US 10,890,431 B2
MEMS tunable VCSEL powered swept source OCT for 3D metrology applications
James Jiang, Hackettstown, NJ (US); and Alex Cable, Newton, NJ (US)
Assigned to Thorlabs, Inc., Newton, NJ (US)
Filed by Thorlabs, Inc., Newton, NJ (US)
Filed on Dec. 10, 2019, as Appl. No. 16/709,494.
Application 16/709,494 is a division of application No. 15/469,036, filed on Mar. 24, 2017, granted, now 10,557,701.
Claims priority of provisional application 62/313,346, filed on Mar. 25, 2016.
Prior Publication US 2020/0109938 A1, Apr. 9, 2020
Int. Cl. G01B 9/02 (2006.01); G01B 11/00 (2006.01); G01B 11/24 (2006.01); G01B 11/06 (2006.01); H01S 5/022 (2006.01); H01S 5/065 (2006.01); H01S 5/10 (2006.01); H01S 5/183 (2006.01)

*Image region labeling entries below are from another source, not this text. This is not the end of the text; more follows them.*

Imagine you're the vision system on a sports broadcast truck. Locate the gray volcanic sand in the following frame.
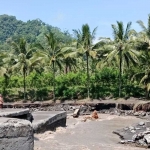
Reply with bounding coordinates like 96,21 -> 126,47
34,114 -> 144,150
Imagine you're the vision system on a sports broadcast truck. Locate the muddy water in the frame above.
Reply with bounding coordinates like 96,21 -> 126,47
35,114 -> 144,150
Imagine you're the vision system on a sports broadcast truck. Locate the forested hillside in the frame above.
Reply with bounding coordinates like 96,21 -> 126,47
0,15 -> 150,101
0,15 -> 72,50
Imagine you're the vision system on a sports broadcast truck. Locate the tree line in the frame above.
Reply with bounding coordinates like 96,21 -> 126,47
0,15 -> 150,100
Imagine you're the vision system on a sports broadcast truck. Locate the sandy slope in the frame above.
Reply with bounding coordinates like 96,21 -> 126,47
35,114 -> 146,150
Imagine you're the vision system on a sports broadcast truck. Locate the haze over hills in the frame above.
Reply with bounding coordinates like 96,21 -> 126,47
0,14 -> 72,49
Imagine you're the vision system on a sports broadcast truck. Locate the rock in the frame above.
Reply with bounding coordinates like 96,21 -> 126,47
132,134 -> 138,141
139,121 -> 145,126
138,132 -> 144,139
92,110 -> 99,119
124,127 -> 129,131
140,112 -> 146,116
135,128 -> 141,130
0,118 -> 34,150
138,139 -> 147,146
131,130 -> 136,133
145,121 -> 150,128
144,134 -> 150,144
143,131 -> 150,135
73,109 -> 80,118
134,112 -> 139,116
129,126 -> 135,130
120,140 -> 126,144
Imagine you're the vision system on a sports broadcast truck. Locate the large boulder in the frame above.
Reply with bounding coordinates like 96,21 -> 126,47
0,117 -> 34,150
133,102 -> 150,112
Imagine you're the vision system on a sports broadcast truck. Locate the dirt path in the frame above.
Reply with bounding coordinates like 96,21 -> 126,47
35,114 -> 144,150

CPC G01B 11/005 (2013.01) [G01B 9/02004 (2013.01); G01B 9/02044 (2013.01); G01B 9/02091 (2013.01); G01B 11/007 (2013.01); G01B 11/0608 (2013.01); G01B 11/2441 (2013.01); H01S 5/02284 (2013.01); H01S 5/0651 (2013.01); H01S 5/1042 (2013.01); H01S 5/183 (2013.01)] 8 Claims
OG exemplary drawing
 
1. A coordinate measurement machine comprising:
a surface configured to hold an object to be measured;
a measurement probe configured to move to a known spatial coordinates near the object by a moving mechanism, the measurement probe having re-configurable optics inside;
an optical stylus generated by the reconfigurable optics inside the measurement probe, wherein the optical stylus:
has an adjustable diameter and length;
has an adjustable distance from the optical stylus center to the probe; and
is in optical contact with the object;
an optical coherence tomography (OCT) system configured to measure an optical delay difference between the light from the object and a reference light from a reference position using an optical interference method, to determine a height of the object;
a first control loop configured to control the distance from the optical stylus center to the probe using the object height measured by the OCT system, causing the optical stylus in optical contact with the object; and
a second control loop configured to control the reference position of the reference light, using the object height measured by the OCT system, to change an electronic frequency of the optical interference signals to be within an optimal detection range of the OCT system, and for the OCT system to process the optimized interference fringe signals to determine the height of the object with improved accuracy.